Glucose restriction shapes pre-metastatic innate immune landscapes in the lung through exosomal TRAIL

Abstract

Targeting glucose metabolism has emerged as a promising strategy for inhibiting tumor growth. However, we herein uncover an unexpected paradox: while glucose deprivation through a low-carbohydrate diet or impaired in situ metabolism suppresses primary tumor growth, it simultaneously promotes lung metastasis by depleting natural killer (NK) cells via lung macrophages.

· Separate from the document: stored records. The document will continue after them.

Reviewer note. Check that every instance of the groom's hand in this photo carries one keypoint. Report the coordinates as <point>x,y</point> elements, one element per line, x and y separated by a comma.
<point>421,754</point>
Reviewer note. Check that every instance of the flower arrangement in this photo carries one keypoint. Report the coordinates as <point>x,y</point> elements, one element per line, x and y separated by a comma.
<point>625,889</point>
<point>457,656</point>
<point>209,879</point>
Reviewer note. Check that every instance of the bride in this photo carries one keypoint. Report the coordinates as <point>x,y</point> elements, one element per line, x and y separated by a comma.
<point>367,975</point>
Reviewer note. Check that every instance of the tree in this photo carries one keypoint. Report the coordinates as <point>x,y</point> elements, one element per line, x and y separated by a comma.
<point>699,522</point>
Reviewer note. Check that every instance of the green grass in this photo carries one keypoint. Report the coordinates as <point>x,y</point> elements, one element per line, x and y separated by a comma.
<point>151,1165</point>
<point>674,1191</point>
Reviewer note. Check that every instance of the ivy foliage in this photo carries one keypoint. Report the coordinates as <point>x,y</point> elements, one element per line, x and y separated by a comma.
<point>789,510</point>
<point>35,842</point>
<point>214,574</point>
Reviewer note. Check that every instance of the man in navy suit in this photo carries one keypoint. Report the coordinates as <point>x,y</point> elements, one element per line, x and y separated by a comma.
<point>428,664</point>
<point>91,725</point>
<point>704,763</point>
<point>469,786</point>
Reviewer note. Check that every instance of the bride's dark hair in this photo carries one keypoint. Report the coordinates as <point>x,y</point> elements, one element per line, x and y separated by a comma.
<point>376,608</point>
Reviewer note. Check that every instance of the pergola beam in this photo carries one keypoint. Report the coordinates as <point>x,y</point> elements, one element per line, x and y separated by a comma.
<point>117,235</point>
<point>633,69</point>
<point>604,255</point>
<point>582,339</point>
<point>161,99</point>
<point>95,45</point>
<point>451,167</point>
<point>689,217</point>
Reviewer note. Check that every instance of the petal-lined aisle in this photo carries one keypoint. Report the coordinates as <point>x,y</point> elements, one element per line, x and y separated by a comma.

Mechanistically, glucose deprivation induces endoplasmic reticulum (ER) stress, activating HMG-CoA reductase degradation protein 1 (HRD1) to catalyze K63-linked ubiquitination of TRAIL, which is then packaged into exosomes via the endosomal sorting complex required for transport (ESCRT) complex. These exosomal TRAIL molecules polarize PVR⁺ macrophages, triggering NK cell exhaustion and establishing a pre-metastatic niche. Notably, TIGIT blockade not only prevents metastasis induced by glucose deprivation but also enhances its anti-tumor effects. Clinically, low glucose metabolism correlates with higher 2-year postoperative recurrence across 15 cancer types. Furthermore, plasma exosomal TRAIL outperforms traditional markers, such as α-fetoprotein (AFP) and tumor size, in predicting early postoperative lung metastasis, revealing both the risks and therapeutic potential of targeting glucose metabolism.

Keywords: NK cell; exosomal TRAIL; low-carbohydrate diet; lung metastasis; macrophage.